Auditors. As a private company, financial statement audits require compliance with American Institute of Certified Public Accountants (AICPA) standards for audits and independence. As a public company, the audit of the target’s financial statements must be compliant with Public Company Accounting Oversight Board standards, and the audit firm must be registered with the PCAOB and be knowledgeable and professionally competent. The audit team’s experience in these matters must be evaluated by the audit firm, along with client acceptance, continuance, and the firm’s independence.

Additional issues for a private operating company to consider before it undertakes a business combination with a SPAC include:

Books and records must be maintained in reasonable detail. The system of internal accounting controls must be devised and maintained sufficient to provide reasonable assurances about management’s control, authority, and responsibility over the issuer’s assets. Transactions must be authorized and recorded so GAAP financial statements can be presented, and management is responsible for the related ICFR and DCP.

National securities exchange initial listing requirements must be satisfied at the consummation of the SPAC transaction in order for SPAC shares listed on the exchanges to remain listed.

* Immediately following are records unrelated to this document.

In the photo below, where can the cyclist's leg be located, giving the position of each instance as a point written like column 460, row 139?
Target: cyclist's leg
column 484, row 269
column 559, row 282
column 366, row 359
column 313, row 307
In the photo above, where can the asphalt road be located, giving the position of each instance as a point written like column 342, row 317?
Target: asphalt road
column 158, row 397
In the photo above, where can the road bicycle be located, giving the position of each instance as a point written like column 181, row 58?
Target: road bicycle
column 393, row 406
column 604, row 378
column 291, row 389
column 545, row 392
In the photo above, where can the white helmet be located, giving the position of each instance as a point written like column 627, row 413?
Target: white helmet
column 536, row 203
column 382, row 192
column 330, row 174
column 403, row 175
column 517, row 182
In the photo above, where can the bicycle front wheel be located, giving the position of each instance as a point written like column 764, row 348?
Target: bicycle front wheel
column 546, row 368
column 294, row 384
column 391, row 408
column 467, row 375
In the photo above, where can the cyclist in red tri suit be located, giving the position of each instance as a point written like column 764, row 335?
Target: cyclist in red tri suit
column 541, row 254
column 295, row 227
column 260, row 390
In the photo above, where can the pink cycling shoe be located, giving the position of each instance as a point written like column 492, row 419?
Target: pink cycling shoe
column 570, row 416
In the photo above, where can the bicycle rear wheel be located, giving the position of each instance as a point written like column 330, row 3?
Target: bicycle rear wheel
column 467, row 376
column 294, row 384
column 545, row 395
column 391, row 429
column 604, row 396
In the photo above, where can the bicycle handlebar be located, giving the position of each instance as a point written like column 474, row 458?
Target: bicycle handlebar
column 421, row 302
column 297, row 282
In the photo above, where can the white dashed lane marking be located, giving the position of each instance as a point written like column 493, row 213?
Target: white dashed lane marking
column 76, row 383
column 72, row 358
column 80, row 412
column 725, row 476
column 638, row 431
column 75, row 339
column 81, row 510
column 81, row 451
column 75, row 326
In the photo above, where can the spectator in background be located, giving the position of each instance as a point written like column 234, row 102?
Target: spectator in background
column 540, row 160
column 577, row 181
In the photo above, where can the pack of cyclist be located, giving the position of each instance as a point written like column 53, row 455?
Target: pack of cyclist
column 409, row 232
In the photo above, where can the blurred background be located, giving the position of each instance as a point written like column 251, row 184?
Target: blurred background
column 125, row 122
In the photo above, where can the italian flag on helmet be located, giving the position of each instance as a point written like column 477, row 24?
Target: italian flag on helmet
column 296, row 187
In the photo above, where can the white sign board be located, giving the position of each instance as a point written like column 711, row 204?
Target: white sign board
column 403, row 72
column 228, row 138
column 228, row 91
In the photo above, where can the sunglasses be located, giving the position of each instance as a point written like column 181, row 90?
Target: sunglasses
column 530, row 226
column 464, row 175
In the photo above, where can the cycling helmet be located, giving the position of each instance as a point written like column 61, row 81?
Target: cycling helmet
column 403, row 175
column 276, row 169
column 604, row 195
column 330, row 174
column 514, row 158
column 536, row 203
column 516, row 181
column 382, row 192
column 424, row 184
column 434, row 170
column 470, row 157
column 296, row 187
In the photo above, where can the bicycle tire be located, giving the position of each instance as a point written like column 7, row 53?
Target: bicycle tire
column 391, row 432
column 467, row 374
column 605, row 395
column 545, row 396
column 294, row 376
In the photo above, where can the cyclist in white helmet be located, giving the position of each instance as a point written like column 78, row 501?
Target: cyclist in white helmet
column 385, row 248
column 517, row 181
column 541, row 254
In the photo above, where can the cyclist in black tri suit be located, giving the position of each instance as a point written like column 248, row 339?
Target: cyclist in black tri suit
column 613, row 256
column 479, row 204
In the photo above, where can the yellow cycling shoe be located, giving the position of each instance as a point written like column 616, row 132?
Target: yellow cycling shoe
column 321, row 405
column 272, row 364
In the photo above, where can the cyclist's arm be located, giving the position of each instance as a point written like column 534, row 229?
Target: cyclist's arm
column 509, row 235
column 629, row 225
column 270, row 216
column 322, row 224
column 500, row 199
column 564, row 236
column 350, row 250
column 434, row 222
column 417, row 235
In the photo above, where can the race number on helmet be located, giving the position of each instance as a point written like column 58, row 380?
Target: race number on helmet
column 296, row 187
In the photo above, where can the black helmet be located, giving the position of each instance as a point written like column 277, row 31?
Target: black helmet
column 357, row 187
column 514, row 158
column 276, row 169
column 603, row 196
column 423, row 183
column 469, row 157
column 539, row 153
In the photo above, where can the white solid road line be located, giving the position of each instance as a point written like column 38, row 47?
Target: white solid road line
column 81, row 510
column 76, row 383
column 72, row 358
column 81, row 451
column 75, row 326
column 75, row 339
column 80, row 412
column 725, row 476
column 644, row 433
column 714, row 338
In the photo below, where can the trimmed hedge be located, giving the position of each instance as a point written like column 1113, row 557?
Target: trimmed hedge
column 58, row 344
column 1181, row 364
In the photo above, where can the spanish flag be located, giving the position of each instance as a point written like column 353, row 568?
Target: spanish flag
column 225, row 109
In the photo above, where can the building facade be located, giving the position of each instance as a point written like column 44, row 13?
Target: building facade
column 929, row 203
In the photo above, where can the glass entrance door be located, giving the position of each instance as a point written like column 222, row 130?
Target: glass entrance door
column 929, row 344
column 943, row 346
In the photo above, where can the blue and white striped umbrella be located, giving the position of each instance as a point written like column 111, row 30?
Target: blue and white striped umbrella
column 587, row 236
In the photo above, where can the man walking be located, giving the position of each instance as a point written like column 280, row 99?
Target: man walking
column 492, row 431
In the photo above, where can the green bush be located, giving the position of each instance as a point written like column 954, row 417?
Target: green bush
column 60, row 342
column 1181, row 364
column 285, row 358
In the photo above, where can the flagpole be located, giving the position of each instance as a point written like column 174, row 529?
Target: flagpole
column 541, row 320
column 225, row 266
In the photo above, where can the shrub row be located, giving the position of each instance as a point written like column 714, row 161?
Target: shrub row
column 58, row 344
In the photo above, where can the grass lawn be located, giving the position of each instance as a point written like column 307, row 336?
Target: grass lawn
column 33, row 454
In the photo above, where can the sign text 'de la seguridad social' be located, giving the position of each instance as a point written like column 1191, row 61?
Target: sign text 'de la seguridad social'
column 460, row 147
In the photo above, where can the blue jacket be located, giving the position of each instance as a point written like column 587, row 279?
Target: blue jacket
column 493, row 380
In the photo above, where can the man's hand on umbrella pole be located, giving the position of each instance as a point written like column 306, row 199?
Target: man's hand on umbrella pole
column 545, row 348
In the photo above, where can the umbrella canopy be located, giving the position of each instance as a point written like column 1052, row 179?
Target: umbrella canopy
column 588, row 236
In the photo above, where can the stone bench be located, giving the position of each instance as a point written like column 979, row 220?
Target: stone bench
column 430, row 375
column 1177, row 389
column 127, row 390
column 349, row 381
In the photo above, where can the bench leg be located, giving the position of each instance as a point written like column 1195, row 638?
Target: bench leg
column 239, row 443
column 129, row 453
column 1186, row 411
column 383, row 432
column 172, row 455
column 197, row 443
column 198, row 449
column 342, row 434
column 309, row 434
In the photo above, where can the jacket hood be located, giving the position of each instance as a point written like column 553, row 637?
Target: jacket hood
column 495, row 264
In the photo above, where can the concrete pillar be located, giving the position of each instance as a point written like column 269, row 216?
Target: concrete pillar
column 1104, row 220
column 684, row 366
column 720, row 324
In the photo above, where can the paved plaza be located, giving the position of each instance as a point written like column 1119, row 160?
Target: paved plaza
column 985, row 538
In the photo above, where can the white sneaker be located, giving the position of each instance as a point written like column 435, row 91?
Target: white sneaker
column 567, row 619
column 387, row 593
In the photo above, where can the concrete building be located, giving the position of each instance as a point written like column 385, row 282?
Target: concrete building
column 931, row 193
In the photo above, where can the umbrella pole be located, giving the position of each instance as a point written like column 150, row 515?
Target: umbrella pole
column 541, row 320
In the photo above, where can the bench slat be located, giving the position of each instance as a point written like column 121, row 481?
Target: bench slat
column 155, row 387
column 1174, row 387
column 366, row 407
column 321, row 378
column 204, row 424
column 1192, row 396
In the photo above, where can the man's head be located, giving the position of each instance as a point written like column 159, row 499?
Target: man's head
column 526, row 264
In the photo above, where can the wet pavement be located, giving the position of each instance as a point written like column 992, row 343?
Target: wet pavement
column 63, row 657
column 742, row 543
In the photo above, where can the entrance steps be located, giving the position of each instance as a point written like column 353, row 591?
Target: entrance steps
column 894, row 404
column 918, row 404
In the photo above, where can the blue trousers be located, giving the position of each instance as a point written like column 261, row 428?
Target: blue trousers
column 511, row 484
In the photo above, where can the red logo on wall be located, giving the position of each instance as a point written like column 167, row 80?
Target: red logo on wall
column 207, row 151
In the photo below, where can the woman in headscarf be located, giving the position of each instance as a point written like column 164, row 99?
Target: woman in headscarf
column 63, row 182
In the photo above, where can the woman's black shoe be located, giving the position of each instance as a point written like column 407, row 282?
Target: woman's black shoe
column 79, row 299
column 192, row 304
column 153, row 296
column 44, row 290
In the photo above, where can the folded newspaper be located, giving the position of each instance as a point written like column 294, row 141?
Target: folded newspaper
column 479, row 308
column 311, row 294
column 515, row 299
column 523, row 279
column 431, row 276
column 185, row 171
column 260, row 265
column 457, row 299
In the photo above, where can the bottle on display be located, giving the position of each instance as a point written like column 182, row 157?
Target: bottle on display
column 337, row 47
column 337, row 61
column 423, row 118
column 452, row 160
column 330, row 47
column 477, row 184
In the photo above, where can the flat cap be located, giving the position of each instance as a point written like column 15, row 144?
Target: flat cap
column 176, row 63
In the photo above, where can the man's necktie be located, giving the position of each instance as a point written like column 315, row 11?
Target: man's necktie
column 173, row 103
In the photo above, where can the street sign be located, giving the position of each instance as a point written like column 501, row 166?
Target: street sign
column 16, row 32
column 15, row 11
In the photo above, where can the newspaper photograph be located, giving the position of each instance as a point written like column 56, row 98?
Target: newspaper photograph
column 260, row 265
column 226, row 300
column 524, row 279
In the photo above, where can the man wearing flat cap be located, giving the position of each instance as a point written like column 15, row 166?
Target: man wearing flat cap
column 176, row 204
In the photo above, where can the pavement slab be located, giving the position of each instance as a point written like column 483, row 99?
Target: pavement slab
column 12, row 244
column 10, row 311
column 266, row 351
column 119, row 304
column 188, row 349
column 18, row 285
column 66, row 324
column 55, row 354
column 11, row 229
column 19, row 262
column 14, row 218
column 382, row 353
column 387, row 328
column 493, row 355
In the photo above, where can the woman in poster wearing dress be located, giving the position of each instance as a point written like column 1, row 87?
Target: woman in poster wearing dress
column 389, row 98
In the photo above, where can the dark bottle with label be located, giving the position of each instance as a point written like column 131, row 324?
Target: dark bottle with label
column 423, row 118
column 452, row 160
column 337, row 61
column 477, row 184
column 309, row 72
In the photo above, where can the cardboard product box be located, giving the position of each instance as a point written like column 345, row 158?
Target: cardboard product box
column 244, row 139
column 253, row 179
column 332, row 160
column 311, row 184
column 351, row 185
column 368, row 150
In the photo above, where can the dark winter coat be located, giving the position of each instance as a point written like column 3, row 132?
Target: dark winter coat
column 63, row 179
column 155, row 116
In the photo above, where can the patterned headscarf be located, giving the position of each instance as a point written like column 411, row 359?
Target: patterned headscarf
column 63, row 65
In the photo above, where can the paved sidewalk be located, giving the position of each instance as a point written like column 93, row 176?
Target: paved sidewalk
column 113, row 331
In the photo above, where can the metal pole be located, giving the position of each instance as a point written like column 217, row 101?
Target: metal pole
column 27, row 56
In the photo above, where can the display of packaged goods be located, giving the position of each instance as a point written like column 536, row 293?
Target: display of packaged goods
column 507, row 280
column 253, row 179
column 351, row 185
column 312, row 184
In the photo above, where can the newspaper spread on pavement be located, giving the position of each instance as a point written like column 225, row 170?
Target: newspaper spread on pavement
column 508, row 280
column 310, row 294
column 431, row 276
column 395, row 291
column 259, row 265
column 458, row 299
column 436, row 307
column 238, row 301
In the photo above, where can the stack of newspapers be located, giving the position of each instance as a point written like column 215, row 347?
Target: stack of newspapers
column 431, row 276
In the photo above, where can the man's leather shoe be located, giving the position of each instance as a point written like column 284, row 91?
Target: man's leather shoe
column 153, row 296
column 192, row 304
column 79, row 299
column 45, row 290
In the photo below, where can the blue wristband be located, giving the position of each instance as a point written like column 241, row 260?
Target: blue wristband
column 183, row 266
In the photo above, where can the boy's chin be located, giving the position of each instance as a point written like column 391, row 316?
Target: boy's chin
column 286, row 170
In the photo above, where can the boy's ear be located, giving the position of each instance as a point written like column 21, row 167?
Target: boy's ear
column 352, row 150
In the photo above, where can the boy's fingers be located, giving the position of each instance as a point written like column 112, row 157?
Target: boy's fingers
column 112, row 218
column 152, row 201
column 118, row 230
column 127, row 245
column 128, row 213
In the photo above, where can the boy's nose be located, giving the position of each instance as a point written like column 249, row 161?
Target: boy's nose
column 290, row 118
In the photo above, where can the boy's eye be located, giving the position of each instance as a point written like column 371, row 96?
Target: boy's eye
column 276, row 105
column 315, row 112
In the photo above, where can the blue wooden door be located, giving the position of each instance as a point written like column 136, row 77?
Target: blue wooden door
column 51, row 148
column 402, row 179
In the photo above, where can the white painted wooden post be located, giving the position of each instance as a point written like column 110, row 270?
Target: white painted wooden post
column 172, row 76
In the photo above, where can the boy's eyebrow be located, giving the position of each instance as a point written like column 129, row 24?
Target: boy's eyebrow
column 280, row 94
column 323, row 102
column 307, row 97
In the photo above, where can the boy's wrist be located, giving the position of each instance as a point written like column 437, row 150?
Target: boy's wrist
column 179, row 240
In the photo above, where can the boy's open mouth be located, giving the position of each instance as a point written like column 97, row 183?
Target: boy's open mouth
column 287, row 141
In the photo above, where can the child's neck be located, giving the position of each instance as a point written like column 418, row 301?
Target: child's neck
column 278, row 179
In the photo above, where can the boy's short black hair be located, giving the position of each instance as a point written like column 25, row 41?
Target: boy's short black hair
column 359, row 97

These include both quantitative (number of shares and share price, investor base) and qualitative (audit committee experience and independence, independent director oversight) requirements.

There are shell company restrictions SPACs are subject to. These include the requirement to file the financial statements of the acquired business within four business days of completing the acquisition (not subject to the 71-day extension) and restrictions on SEC rules relating to incorporation by reference into Form S-1 and use of Form S-8 for registering securities. There are also restrictions relating to roadshows and prospectus requirements for issuing securities.

In addition to presenting these issues and considerations, the SEC statements offered resources and assistance to companies involved in SPAC transactions. Both the Office of the Chief Accountant and Division of Corporation Finance are available for consultation with companies during the process. The Division of Corporation Finance previously issued disclosure guidance for SPACs under federal securities laws.

The SPAC process and completing the acquisition transaction are not the end of the road. Companies have a lot to think about as they become public companies, and the SEC is likely going to be keeping an eye on their progress.

“The staff at the Securities and Exchange Commission are continuing to look carefully at filings and disclosures by SPACs and their private targets,” John Coates, acting director of the Division of Corporation Finance, said in a statement Thursday. “They will continue to be vigilant about SPAC and private target disclosure so that the public can make informed investment and voting decisions about these transactions.”